The RaaS also provides the user with the option of language independence. That means now that user is no longer bound by the boundaries of language to infect its victims. The language translation is available for English, Portuguese, Russian, Dutch, Italian, French and other languages totaling up to 14 different languages.


Language Translation and Ransom Note                                                                   Figure 11: Language Translation and Ransom Note


This panel also discusses the creation of Ransom notes. For humor, many ransomware developers use very harsh or very polite or simply a business like tone in their ransom note.

The next tab is for the summary information of the RaaS user.

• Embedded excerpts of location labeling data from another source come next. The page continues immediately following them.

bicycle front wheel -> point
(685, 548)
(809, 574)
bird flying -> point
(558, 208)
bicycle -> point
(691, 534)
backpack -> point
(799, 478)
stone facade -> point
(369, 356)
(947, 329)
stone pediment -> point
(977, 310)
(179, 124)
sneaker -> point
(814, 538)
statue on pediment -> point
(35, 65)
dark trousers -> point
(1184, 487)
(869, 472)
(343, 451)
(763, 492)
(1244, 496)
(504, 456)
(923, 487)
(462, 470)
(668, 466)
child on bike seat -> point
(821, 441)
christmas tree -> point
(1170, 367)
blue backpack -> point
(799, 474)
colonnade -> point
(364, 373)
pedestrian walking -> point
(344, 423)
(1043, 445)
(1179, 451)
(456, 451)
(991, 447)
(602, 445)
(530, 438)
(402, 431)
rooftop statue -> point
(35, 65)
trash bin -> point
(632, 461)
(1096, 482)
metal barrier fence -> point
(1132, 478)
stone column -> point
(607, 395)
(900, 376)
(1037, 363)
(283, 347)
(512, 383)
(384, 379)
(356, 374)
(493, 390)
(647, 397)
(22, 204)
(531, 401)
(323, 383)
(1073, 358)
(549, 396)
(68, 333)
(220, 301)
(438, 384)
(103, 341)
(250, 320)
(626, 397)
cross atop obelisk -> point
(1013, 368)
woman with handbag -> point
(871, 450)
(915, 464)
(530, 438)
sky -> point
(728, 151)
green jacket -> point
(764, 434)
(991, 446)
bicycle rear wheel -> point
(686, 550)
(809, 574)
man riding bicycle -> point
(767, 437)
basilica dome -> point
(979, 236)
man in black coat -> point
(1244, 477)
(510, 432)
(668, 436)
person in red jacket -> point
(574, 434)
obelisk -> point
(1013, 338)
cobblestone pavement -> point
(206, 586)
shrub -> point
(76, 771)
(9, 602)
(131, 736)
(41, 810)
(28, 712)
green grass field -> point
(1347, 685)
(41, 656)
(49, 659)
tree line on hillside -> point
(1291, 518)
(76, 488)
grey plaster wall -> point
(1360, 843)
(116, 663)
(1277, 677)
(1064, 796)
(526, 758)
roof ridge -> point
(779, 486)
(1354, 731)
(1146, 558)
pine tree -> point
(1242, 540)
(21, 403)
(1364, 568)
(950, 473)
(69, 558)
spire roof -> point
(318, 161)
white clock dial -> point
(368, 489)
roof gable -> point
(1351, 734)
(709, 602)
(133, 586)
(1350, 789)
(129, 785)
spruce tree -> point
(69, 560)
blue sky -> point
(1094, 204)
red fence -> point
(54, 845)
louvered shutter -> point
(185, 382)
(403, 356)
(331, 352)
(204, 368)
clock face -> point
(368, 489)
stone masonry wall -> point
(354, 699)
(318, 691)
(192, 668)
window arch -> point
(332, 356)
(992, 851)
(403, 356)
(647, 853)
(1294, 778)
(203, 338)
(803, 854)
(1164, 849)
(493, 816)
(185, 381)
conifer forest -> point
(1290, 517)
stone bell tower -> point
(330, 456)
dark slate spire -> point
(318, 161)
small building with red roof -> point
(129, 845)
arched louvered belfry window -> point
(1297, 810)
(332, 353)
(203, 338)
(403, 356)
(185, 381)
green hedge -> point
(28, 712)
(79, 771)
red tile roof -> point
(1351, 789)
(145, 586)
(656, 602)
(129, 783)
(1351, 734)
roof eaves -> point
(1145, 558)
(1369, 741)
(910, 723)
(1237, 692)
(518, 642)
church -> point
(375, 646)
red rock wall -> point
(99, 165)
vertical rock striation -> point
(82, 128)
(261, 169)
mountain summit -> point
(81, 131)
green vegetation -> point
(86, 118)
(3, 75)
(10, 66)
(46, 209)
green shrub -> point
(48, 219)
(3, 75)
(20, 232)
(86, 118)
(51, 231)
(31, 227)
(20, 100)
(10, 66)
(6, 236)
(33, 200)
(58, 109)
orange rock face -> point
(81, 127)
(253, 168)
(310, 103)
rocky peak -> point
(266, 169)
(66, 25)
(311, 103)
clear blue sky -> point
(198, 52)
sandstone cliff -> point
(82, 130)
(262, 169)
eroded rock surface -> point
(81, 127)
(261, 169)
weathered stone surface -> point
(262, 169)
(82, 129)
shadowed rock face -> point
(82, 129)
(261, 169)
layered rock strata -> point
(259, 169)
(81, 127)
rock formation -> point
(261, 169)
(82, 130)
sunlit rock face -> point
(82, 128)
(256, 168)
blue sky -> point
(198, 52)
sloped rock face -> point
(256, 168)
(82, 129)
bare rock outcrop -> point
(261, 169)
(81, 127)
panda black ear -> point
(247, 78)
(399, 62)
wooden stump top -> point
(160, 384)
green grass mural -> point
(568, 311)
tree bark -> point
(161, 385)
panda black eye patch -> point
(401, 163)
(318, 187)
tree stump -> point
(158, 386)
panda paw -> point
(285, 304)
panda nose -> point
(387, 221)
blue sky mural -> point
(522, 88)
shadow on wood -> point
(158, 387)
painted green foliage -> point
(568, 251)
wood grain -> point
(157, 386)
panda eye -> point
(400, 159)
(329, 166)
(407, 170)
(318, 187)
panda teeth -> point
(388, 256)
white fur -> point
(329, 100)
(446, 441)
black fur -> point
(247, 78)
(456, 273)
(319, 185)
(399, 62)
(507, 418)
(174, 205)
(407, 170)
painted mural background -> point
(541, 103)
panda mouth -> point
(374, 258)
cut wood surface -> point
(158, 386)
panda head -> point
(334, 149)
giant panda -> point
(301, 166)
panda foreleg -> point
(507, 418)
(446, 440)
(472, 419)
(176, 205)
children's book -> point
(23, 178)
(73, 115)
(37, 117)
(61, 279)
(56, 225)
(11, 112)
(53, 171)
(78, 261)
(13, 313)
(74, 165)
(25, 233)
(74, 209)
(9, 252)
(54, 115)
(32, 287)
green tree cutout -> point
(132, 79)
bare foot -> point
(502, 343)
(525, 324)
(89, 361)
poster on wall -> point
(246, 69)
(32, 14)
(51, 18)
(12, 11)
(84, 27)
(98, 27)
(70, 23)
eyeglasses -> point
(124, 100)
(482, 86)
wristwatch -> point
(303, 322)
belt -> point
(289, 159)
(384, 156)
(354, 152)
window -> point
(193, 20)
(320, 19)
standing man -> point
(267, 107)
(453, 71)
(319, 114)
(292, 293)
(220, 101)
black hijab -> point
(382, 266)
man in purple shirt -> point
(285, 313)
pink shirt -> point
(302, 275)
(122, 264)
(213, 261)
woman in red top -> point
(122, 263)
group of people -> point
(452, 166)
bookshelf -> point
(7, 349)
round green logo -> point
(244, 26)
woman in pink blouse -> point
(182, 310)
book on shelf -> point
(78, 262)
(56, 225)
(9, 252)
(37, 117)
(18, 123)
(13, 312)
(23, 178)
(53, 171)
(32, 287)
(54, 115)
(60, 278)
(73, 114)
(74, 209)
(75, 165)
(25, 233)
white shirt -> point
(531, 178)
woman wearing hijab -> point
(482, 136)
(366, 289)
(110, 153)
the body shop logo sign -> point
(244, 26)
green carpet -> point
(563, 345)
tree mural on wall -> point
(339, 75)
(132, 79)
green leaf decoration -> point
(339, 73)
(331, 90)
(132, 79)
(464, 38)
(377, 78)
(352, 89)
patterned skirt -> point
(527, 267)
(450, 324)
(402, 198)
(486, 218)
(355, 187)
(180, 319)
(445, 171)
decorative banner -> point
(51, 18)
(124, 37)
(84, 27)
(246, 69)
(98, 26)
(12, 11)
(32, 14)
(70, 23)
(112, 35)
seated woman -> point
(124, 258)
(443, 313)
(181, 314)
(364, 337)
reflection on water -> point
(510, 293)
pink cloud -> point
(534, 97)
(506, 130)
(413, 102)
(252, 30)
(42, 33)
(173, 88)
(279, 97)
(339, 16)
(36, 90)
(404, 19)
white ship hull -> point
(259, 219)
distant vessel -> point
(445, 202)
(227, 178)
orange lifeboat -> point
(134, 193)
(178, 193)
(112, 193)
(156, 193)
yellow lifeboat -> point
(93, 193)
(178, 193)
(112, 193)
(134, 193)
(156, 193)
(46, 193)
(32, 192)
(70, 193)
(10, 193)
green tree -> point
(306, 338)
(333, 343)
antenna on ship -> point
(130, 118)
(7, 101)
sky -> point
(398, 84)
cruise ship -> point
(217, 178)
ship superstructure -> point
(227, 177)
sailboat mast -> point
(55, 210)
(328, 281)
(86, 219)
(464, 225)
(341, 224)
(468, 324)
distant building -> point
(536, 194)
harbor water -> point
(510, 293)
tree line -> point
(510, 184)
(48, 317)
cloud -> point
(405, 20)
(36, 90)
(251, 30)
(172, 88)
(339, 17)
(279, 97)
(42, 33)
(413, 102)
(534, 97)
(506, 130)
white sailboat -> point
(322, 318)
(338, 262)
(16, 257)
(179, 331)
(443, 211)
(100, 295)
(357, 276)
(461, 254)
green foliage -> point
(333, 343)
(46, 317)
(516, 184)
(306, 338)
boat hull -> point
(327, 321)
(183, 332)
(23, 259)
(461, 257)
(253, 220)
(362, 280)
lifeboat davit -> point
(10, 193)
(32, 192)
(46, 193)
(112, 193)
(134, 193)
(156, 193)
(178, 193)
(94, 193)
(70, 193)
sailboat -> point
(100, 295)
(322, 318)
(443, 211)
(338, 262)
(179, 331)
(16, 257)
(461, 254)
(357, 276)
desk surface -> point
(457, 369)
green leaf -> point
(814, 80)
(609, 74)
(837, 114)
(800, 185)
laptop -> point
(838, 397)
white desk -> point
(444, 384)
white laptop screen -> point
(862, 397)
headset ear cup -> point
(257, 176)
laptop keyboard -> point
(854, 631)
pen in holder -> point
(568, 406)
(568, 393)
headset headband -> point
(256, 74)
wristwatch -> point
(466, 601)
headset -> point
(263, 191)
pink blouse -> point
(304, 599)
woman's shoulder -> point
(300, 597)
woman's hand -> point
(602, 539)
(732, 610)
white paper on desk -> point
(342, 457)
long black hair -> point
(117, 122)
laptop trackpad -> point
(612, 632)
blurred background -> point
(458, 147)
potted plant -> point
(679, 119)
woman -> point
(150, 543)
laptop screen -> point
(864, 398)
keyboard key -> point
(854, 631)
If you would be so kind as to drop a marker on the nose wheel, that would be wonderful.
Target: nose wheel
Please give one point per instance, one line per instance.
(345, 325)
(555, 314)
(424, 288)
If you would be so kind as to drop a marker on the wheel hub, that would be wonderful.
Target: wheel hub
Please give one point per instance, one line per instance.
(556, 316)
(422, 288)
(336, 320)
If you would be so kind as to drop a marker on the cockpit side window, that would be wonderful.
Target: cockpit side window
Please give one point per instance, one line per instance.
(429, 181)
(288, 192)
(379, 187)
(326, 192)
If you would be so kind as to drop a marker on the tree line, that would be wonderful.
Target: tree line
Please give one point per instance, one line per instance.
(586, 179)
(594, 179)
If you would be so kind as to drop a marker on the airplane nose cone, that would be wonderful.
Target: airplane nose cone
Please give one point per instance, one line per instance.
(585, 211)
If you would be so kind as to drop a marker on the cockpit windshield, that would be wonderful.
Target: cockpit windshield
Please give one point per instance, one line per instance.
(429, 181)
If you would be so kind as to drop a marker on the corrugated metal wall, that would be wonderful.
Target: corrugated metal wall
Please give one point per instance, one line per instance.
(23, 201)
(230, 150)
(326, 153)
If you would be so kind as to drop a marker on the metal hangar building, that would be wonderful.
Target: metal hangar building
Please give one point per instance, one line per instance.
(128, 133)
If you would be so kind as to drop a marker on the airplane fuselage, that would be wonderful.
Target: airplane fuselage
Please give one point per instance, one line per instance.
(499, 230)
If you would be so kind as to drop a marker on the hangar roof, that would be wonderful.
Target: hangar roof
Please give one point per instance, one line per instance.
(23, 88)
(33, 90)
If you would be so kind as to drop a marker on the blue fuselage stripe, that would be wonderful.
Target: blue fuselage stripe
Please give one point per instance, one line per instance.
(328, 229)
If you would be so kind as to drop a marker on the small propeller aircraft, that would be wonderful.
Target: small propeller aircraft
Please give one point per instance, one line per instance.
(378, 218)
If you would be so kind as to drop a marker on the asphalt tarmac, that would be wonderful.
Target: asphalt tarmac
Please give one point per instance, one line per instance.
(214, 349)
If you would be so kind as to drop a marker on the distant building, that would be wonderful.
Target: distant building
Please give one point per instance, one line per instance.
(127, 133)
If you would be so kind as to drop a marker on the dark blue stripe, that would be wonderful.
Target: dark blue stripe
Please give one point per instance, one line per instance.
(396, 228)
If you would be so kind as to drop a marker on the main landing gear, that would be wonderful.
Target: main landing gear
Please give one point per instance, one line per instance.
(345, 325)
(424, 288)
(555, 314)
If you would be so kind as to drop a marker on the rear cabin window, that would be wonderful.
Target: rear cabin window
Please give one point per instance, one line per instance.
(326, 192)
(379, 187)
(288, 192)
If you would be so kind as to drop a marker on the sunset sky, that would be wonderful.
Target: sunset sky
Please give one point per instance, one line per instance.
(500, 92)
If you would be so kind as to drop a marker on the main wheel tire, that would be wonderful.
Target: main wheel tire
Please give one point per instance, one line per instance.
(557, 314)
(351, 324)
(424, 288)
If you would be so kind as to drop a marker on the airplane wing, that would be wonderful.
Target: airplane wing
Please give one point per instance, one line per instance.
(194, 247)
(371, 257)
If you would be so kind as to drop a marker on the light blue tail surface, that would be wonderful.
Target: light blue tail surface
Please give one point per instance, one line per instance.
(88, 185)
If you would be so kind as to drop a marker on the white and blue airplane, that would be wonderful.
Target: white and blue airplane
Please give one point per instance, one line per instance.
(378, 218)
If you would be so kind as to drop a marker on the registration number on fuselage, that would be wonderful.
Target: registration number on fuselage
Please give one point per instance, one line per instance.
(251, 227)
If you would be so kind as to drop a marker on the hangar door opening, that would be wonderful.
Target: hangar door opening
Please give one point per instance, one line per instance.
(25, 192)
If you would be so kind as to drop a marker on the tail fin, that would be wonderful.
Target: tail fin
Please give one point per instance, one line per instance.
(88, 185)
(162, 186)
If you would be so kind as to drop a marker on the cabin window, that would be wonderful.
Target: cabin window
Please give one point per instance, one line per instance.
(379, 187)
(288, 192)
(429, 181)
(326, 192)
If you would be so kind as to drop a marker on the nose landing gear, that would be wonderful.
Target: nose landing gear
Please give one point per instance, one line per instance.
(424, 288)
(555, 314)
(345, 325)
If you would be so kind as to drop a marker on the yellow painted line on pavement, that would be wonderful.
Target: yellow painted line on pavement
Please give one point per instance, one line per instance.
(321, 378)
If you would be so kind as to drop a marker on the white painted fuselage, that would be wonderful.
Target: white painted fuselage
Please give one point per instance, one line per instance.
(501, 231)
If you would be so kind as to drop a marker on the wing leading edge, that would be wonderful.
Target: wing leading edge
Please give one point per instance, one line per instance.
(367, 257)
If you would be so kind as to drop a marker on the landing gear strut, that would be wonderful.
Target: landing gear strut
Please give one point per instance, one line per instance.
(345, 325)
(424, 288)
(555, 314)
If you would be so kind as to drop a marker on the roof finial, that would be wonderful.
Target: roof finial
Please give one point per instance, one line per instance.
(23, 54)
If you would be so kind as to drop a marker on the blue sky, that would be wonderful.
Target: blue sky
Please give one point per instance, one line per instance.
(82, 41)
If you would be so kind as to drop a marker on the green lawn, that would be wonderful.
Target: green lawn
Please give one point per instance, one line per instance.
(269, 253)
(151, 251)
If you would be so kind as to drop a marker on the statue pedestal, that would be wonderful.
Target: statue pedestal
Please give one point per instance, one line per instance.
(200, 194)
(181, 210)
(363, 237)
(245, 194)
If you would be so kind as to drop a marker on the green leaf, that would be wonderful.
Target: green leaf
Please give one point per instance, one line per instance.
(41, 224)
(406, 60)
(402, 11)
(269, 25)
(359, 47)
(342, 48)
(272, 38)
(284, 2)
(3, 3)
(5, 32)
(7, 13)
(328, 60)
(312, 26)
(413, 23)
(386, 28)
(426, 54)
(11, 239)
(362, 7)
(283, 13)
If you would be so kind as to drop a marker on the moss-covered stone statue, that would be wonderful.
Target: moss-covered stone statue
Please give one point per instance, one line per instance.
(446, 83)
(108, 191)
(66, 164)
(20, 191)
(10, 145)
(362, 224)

Account information                                                                                   Figure 12: Account information


This tab keeps all the information about the RaaS user (Figure 10). The username, how much cut is provided (70% is the default), logged Information, how many ransomware have been developed and how many victims have been infected. I have intentionally deleted my username since the website is still live.

Lastly, the Notice tab informs us about the recent releases (Figure 11).


Version description.                                                                           Figure 13: Version description.


Messages tab is when there is a need for communication between the Service User and Malware Developers and between Victim and Service users in case of price negotiation.

After reading all this, I assure you that it is half as easy to design the ransomware than it is to read and understand this article. In one sentence: Yes, it is very simple to create a ransomware.

Now towards the end of this article, I am pretty sure you must have more questions than before reading this article. Let me put some things straight so that there is no confusion and misunderstanding.

  1. No. I am not the bad guy. The whole aim of this article is to make you aware that the threat is very real and you do not need any expert skills to spread ransomware contrary to popular beliefs that you need to be “expert”.
  2. Yes. Satan Decryption tool is available. Do they work? I do not know. I will shortly check them personally and let you know.  But that is not enough. Just having a decryptor does not mean users—individuals and companies should not take sufficient precautions.
  3. Regular offline backups (on external hard disks, DVDs etc.) is the best precaution you can take for now.
  4. The reason of why ransomware continues to grow is the power of anonymity. The money transaction is in bitcoins which is itself crypto-currency.  Another aspect is that during registration, the users of this service are safe as none of their credentials are validated.

This article has the sole aim of educating the readers about RaaS and how it is an easy money making method which most cyber criminals are using today. RaaS is a simple, easy-money solution. The users of RaaS feel that it is a harmless crime because you are not killing anyone for money, RaaS service users are not exposed in the open; hence, the perpetrator is safe. These factors account to the ever increasing rise in Ransomware.

I hope I was able to convey the magnitude of problem we have to solve. And this can be done only if we are united as a community.